Diese bestätigt auch der Higg Materials Sustainability Index (MSI), der unterschiedliche Materialien auf ihre Auswirkungen auf die Umwelt vom Rohstoff bis zum fertigen Stoff bewertet: Als Rohmaterial schneiden die Viskose-, Modal- und Lyocellfasern von Lenzing sogar besser ab als Bio-Baumwolle, ganz zu schweigen von konventionell hergestellter Baumwolle, die wegen ihres hohen Pestizid-, Wasser- und Landverbrauchs eine negative Öko-Bilanz aufweist. „Wenn wir es schaffen, dass ein Textilunternehmen statt 100 Prozent Polyester nur 90 Prozent verwendet und zehn Prozent unserer Faser zumischt, leistet es einen wesentlichen Beitrag zum Umweltschutz und steigert zugleich den Tragekomfort des Produkts“, argumentiert Doboczky.

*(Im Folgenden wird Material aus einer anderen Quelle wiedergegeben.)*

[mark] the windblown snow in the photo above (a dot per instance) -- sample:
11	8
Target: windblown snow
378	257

Der Druck auf die Modebranche, nachhaltiger zu agieren, werde in Zukunft weiter steigen, glaubt Doboczky. Daher will er als „Role Model“ andere Führungskräfte inspirieren, sich bereits jetzt für die UNO-Nachhaltigkeitsziele einzusetzen, sei es beim Weltwirtschaftsforum in Davos oder bei der Klimakonferenz in Kattowitz. Zugleich richtet sich Lenzing verstärkt an die Endkonsumenten, um Bewusstsein für das Thema zu schaffen. „Viele treffen ihre Kaufentscheidungen nicht auf Basis von Nachhaltigkeit. Und wenn sie es tun, ist es kein einfaches Thema: Was steckt denn jetzt alles an Umweltbelastung in einem Kleidungsstück? Welche Rolle spielen Farbe, Art der Verarbeitung, Transportwege, die Faser? Das muss man erklären. Und das versuchen wir.“
Ein guter Nachbar
An Projekten für die Zukunft herrscht also kein Mangel, denn „Nachhaltigkeit ist eine Entwicklung, die nie ein konkretes Ende erreicht“, meint Doboczky. Mittlerweile sei das Thema Teil der „Unternehmens-DNS“, weil es zum „Wachstums-, Innovations- und Profittreiber“ avanciert ist. „Wir müssen Gewinne machen, aber in einer Balance mit Mensch und Umwelt. Dass wir verantwortungsvoll mit der Umwelt umgehen und dass die Leute, die für uns und mit uns arbeiten, auch etwas davon haben.“ Dabei denkt Doboczky nicht zuletzt an die Menschen der unmittelbaren Umgebung: Ortsansässige, Zugereiste und Touristen in Lenzing würden oft gar nicht mehr merken, „dass hier ein Industrieunternehmen ist, dessen Betriebsgelände eher an die Raffinerie in Schwechat als an ein kleines Werkchen erinnert“. Durch konsequente Reduktion des ökologischen Fußabdrucks ist das Unternehmen zu einem guten Nachbarn geworden, sagt Doboczky: „Und jetzt reißen sich Mitarbeiter und Anrainer um die Karten, die jede Saison fürs Fischen in der Ager vergeben werden.“
Lenzing
Die Lenzing Gruppe mit Sitz in der gleichnamigen Gemeinde im Bezirk Vöcklabruck ist spezialisiert auf holzbasierte Cellulosefasern und -filamente und in einigen Bereichen Weltmarkt- und Innovationsführer. Vor 81 Jahren gegründet, beschäftigt das Unternehmen heute weltweit 6.488 Mitarbeiter (davon 48 Prozent in Österreich) und hat im Geschäftsjahr 2017 insgesamt 2,26 Milliarden Euro umgesetzt.